Network difference can result from not only changes of vertices but also changes of edges, and the changes of vertices-wise and edges-wise are often closely related. For instance, differential expression of genes may be due to either mutation of its own gene or the effects of expression changes of other genes in the network. However, the degree of differential expression of one gene due to its own mutation is often lower than affected by expressions of upstream genes in the network [37]. Reverter et al. [20] presented an analytical procedure to simultaneously identify differential gene expression and connectivity for unweighted gene network. In their work, an edge between two genes is established if the absolute value of the correlation coefficient exceeds a fixed threshold. Consequently, if we set the threshold less than 0.5, and the correlation coefficient between gene A and gene B is 0.9 in cases and 0.5 in controls, then the connection between gene A and gene B is treated as no difference between cases and controls. While in this situation, there exists a difference of the strength of connection between gene A and gene B among cases and controls, given our methods focus mainly on weighted biological networks.

Furthermore, the covariance structure between vertex changes and edge changes has been embedded into the proposed score-based network difference measure. In addition, one would be more interested in testing particular vertex or edge (genes or metabolites) rather than the whole network or pathway. Actually, a vertex as well as its connected edge can be treated as a subnetwork, and the proposed network difference method can easily be extended to identify the specific vertices. Even though some local interventions were often generated to prevent and cure a particular disease, it is essential to understand the global system. The ‘think globally, act locally’ paradigm should be strongly embedded into our mind [1].

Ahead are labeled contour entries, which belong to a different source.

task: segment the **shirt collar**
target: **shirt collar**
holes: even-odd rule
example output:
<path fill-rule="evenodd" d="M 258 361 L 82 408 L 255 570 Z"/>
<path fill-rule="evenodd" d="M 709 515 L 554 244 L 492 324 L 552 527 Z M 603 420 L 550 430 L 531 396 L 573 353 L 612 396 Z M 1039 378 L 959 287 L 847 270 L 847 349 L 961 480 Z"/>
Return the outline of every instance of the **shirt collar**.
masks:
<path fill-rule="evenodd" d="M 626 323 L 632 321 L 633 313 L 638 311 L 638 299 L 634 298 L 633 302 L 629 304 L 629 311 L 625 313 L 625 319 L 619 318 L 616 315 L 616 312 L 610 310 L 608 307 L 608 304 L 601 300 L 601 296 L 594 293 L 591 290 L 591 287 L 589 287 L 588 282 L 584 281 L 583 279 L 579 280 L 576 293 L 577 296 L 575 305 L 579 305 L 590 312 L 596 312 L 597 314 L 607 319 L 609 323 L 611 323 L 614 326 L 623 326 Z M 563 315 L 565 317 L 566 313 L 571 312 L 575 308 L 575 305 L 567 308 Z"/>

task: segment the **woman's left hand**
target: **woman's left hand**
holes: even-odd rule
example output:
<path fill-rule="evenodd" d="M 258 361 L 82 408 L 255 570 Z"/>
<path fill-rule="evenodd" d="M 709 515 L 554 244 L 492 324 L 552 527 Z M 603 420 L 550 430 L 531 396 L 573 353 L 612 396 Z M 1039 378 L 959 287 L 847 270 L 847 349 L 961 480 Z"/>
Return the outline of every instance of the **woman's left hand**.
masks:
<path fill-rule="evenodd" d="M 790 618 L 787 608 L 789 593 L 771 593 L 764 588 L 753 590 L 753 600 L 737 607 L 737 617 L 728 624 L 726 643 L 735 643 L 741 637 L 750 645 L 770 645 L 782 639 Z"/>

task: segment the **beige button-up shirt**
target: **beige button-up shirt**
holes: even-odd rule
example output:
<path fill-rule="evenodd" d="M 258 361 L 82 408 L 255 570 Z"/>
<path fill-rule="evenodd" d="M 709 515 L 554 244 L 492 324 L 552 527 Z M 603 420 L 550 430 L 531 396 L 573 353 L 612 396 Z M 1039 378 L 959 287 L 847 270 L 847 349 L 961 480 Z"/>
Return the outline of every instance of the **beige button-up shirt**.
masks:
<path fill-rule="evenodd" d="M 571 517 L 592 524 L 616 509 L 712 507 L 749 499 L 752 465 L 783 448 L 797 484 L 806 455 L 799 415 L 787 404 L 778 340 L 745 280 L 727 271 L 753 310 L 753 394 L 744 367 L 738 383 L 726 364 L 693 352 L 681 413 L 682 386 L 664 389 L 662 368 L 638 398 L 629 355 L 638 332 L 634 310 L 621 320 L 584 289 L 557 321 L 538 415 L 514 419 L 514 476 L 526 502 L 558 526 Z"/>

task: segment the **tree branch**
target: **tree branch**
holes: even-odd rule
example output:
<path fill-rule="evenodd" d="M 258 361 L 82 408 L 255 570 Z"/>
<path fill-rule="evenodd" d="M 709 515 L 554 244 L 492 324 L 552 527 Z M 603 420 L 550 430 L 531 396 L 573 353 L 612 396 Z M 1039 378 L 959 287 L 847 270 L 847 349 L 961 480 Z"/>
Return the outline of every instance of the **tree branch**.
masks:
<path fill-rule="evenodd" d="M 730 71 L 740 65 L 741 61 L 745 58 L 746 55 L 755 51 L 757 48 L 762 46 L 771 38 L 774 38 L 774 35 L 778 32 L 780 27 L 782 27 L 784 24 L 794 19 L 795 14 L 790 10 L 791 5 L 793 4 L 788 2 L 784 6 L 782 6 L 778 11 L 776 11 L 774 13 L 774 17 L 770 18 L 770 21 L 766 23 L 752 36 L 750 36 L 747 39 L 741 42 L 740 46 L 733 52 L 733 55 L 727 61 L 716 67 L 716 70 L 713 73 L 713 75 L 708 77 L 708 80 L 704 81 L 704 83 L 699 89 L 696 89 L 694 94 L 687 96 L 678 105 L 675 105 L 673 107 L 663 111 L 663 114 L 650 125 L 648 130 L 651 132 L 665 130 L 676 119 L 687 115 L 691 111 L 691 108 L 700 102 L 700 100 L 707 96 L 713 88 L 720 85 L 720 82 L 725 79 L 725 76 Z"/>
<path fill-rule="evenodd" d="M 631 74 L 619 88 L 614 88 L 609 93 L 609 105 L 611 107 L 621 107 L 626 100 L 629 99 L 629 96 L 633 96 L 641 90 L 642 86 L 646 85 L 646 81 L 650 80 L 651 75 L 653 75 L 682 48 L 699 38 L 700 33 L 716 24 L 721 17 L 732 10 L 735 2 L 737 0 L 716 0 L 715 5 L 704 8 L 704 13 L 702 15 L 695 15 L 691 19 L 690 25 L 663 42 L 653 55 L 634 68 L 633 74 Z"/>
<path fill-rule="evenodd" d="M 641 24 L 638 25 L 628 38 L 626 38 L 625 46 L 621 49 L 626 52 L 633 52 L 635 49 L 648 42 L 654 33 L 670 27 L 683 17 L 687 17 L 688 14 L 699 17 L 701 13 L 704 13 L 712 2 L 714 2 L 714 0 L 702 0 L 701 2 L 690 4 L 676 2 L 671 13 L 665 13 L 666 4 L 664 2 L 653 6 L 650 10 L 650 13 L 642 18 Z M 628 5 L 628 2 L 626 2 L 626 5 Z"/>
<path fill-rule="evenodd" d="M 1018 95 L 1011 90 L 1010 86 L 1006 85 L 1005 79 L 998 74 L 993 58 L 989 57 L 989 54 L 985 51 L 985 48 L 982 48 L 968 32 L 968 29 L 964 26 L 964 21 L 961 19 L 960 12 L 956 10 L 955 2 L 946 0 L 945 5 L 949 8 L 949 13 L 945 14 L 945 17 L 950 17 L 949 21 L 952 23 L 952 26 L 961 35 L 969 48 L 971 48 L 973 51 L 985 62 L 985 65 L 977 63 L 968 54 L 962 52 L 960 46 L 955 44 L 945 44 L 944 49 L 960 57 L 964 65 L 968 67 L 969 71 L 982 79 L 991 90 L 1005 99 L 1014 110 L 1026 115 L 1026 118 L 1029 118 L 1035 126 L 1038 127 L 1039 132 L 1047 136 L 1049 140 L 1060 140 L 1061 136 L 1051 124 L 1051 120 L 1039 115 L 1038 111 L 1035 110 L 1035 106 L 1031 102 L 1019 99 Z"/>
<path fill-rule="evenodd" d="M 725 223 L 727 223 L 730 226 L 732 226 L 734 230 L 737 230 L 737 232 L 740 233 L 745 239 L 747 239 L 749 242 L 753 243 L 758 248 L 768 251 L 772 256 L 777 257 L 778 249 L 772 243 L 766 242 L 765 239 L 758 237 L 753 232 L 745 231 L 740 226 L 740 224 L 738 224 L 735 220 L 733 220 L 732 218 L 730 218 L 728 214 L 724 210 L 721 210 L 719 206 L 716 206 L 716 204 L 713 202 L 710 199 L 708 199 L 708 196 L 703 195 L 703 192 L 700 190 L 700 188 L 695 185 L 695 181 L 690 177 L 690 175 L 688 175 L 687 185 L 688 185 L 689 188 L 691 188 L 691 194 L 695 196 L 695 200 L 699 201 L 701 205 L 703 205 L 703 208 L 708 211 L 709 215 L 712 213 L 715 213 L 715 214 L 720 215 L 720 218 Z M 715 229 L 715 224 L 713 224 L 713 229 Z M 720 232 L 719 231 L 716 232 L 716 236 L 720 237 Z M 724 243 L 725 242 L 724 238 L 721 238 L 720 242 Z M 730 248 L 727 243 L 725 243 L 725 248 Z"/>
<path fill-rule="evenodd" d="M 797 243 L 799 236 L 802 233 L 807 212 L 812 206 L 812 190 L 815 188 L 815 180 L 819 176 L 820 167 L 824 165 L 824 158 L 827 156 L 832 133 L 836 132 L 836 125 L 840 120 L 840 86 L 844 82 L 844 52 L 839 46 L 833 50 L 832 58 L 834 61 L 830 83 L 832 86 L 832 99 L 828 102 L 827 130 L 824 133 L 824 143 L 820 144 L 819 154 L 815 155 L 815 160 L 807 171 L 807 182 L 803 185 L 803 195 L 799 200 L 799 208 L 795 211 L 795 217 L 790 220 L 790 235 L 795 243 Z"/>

One limitation in our paper is that we assume the network topological structure is fixed, and little attention has been paid on the network structure learning problem. Constructing network structure means determining every possible edge with highest degree of data matching, and often one joint probability distribution of a number of variables can reflect more than one network structure. Usually, combining experimental evidence with their experience, most biologists and clinical researchers have a growing awareness of the interplay between the biological components and can depict more or less the specific network or pathway for the corresponding biological process. Meanwhile, numerous databases (e.g. KEGG, GO, I2D) can be further borrowed to establish the network structure. The proposed NetDifM will do not work in its current version under the scenario when the covariance matrix is not invertible. One possible solution is to first apply a shrinkage strategy to simplify the network, and then adopt the proposed statistic. For instance, we can first remove those edges if the correlation between the two linked vertices is smaller than a predefined threshold, and then apply the proposed test to the remaining network.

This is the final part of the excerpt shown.